Marc Schwartz MSchwartz at mn.rr.com
Sun Apr 16 03:18:35 CEST 2006

On Sat, 2006-04-15 at 19:26 +0200, Bernd Dittmann wrote:
> Dear useRs,
> how can I construct a box&whisker plot based on the vector "fivenum"?
> The challenge I face is as follow: I have a table such as
> x   |   fivenum
> ---------------
> ... |   (.....)
> ... |   (.....)
> and so forth....
> For each observation x I have generated a vector containing the fivenum 
> estimates.
> The first challenge is to group my fivenum vectors into groups based on 
> a selection criterion of x, say for 0 < x < 6, all fivenum vectors would 
> be collected in that group.
> Once all my fivenum vectors are in their respective groups, I wish to 
> generate a b&w plot for each group.
> How could I possibly do that? Also, what would be the most convenient 
> approach.
> Looking forward to your suggestions.
> Many thanks in advance!
> Sincerely,
> Bernd Dittmann

I'm not entirely clear what 'x' is.
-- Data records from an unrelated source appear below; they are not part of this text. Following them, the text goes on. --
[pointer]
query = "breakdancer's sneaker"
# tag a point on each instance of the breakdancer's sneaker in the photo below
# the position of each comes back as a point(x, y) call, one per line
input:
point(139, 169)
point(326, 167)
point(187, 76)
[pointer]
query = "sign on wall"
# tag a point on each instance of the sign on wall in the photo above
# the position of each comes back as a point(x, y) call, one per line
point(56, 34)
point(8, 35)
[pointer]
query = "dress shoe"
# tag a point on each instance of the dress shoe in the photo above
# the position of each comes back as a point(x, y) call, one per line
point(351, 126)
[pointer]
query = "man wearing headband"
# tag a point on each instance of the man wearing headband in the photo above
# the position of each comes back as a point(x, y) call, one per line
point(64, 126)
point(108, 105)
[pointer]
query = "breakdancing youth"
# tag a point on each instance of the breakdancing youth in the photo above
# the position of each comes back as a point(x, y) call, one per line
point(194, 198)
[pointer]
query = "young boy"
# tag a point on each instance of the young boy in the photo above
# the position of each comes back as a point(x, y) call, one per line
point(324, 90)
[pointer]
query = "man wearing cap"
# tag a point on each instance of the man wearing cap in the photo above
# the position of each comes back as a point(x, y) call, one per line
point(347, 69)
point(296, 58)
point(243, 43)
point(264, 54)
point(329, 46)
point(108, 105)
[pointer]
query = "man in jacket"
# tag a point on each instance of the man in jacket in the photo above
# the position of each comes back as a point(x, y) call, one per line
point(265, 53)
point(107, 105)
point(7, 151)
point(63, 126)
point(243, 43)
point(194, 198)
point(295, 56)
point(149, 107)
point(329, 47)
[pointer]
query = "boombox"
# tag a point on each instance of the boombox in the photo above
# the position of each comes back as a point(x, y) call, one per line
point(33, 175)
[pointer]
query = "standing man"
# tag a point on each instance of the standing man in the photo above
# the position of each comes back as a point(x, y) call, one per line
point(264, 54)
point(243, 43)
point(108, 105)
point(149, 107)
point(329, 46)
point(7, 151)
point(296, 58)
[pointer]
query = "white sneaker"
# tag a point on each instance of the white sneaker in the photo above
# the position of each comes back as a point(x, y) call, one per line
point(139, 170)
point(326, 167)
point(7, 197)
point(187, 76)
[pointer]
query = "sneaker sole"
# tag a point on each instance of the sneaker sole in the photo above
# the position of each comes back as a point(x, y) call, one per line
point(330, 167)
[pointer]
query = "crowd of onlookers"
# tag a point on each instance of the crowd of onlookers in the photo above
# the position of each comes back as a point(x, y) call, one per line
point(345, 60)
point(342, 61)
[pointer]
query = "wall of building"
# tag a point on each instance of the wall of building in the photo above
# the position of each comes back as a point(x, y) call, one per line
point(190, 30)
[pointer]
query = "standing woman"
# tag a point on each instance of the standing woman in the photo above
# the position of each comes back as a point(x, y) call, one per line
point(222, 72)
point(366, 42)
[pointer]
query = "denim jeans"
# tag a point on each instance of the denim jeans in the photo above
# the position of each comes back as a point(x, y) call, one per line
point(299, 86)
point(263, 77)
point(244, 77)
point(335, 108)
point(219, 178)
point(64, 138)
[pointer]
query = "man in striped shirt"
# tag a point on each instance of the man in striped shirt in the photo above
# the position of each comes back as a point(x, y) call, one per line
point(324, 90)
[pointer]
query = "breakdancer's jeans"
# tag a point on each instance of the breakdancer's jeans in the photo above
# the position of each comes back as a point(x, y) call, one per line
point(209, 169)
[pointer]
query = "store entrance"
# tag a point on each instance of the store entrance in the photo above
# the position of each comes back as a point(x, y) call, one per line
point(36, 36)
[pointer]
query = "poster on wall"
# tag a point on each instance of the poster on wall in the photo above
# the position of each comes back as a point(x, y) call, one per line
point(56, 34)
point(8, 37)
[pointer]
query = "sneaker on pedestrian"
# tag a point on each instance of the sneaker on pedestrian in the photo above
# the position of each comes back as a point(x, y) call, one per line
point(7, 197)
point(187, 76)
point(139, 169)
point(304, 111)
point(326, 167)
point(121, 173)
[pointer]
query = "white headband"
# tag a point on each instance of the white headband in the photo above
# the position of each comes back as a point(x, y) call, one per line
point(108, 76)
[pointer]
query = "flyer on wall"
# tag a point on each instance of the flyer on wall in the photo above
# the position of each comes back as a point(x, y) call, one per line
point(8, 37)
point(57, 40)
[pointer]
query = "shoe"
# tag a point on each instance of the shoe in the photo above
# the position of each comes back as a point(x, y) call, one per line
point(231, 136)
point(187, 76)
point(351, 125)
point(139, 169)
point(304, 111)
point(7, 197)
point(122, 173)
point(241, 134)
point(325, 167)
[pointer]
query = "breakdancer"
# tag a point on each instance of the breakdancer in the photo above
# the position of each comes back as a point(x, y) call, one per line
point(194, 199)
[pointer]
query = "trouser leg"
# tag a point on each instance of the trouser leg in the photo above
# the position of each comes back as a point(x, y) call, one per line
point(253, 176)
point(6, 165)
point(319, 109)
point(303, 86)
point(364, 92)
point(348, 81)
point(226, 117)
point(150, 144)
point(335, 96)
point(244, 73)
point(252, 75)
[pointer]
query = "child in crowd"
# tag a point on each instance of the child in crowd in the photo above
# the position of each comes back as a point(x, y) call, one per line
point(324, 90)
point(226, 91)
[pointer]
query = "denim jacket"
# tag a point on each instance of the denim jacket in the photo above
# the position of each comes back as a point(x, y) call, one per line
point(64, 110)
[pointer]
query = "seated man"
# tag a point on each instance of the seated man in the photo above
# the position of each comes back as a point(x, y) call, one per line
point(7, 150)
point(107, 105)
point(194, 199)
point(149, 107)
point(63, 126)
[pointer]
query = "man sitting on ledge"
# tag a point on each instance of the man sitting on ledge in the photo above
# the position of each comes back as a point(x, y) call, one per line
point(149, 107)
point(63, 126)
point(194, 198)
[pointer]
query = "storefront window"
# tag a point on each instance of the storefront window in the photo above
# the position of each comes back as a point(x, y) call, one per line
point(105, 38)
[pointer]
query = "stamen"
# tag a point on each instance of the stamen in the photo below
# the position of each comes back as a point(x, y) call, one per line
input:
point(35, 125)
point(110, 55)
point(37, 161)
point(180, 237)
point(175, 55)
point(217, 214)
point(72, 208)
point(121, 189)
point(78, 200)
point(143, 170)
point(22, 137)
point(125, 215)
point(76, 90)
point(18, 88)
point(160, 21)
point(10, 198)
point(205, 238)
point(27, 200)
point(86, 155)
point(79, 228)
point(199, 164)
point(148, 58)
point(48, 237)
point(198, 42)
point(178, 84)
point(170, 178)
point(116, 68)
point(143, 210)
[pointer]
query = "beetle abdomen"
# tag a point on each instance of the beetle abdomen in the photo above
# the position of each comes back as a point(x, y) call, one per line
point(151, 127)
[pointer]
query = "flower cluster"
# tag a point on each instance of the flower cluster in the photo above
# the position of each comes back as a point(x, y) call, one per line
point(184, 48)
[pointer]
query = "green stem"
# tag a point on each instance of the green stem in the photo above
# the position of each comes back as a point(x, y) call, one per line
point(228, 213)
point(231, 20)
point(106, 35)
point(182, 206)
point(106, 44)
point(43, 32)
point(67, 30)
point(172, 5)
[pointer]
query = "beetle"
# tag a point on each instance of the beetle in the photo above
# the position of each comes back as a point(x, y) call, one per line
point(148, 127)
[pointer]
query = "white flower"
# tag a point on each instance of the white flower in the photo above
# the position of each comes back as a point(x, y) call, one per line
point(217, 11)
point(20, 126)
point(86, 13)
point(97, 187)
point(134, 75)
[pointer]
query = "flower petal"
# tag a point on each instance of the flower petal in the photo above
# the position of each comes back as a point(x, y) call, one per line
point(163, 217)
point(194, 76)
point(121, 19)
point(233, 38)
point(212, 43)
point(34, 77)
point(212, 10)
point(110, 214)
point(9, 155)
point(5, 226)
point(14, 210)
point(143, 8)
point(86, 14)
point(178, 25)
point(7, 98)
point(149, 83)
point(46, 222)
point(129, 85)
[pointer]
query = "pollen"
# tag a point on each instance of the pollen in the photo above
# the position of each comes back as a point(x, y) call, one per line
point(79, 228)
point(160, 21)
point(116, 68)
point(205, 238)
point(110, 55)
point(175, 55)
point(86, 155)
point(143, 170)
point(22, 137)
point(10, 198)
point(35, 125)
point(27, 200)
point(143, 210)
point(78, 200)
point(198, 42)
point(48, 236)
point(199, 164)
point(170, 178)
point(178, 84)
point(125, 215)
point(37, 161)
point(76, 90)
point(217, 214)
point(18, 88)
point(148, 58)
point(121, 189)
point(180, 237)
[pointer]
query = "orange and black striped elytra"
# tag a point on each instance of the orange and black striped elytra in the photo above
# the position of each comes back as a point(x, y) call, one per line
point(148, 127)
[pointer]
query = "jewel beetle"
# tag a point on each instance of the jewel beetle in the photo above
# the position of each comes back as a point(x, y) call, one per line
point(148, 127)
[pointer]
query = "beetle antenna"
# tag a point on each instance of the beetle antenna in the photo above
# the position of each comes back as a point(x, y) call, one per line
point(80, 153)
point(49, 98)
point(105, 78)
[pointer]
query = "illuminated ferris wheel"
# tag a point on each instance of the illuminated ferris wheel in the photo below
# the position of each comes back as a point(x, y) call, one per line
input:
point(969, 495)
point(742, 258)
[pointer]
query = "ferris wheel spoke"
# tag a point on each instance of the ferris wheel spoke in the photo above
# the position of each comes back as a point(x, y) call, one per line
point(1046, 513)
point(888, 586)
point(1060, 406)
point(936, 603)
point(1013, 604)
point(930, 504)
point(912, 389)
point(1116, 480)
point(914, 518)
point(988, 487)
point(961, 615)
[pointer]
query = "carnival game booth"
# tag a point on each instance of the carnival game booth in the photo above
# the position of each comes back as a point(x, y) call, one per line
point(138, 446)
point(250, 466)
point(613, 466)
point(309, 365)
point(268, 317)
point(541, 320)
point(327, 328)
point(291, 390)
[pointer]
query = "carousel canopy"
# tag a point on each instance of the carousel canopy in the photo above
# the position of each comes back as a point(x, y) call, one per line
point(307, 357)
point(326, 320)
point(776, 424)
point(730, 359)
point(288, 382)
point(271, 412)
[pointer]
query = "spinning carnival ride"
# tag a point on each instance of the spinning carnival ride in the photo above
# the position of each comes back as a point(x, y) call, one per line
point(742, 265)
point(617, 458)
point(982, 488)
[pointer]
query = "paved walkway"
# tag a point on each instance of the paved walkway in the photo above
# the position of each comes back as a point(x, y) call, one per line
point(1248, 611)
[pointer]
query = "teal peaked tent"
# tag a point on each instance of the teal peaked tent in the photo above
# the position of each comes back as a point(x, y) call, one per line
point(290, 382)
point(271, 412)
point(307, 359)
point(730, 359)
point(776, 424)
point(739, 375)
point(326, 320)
Is it the source vectors upon which
the fivenum values have been generated or is it simply an index value of

In either case, note the following:

1. bxp() will create a boxplot based upon passing it the results of a
summary type function. Typically this is boxplot.stats(). You might want
to review both programs and consider that they may better fit your
requirements. ?bxp and ?boxplot.stats for more information. 

fivenum() does not identify the typical 'outliers' that are drawn in the
boxplot, where as boxplot.stats() does and results in an object better
used by bxp() directly.

2. For grouping, you can consider using split(), perhaps after using
cut() on your 'x' to define a factor based upon specific break points on
'x'. This presumes that 'x' is a scalar index value. 

split() will result in grouping your results in a list. You can then use
lapply() on the list components.  See ?split, ?cut and ?lapply.

If that is not helpful, please supply some sample data so that we can
help further by seeing what you are actually dealing with. The dput()
function can be helpful here. See ?dput.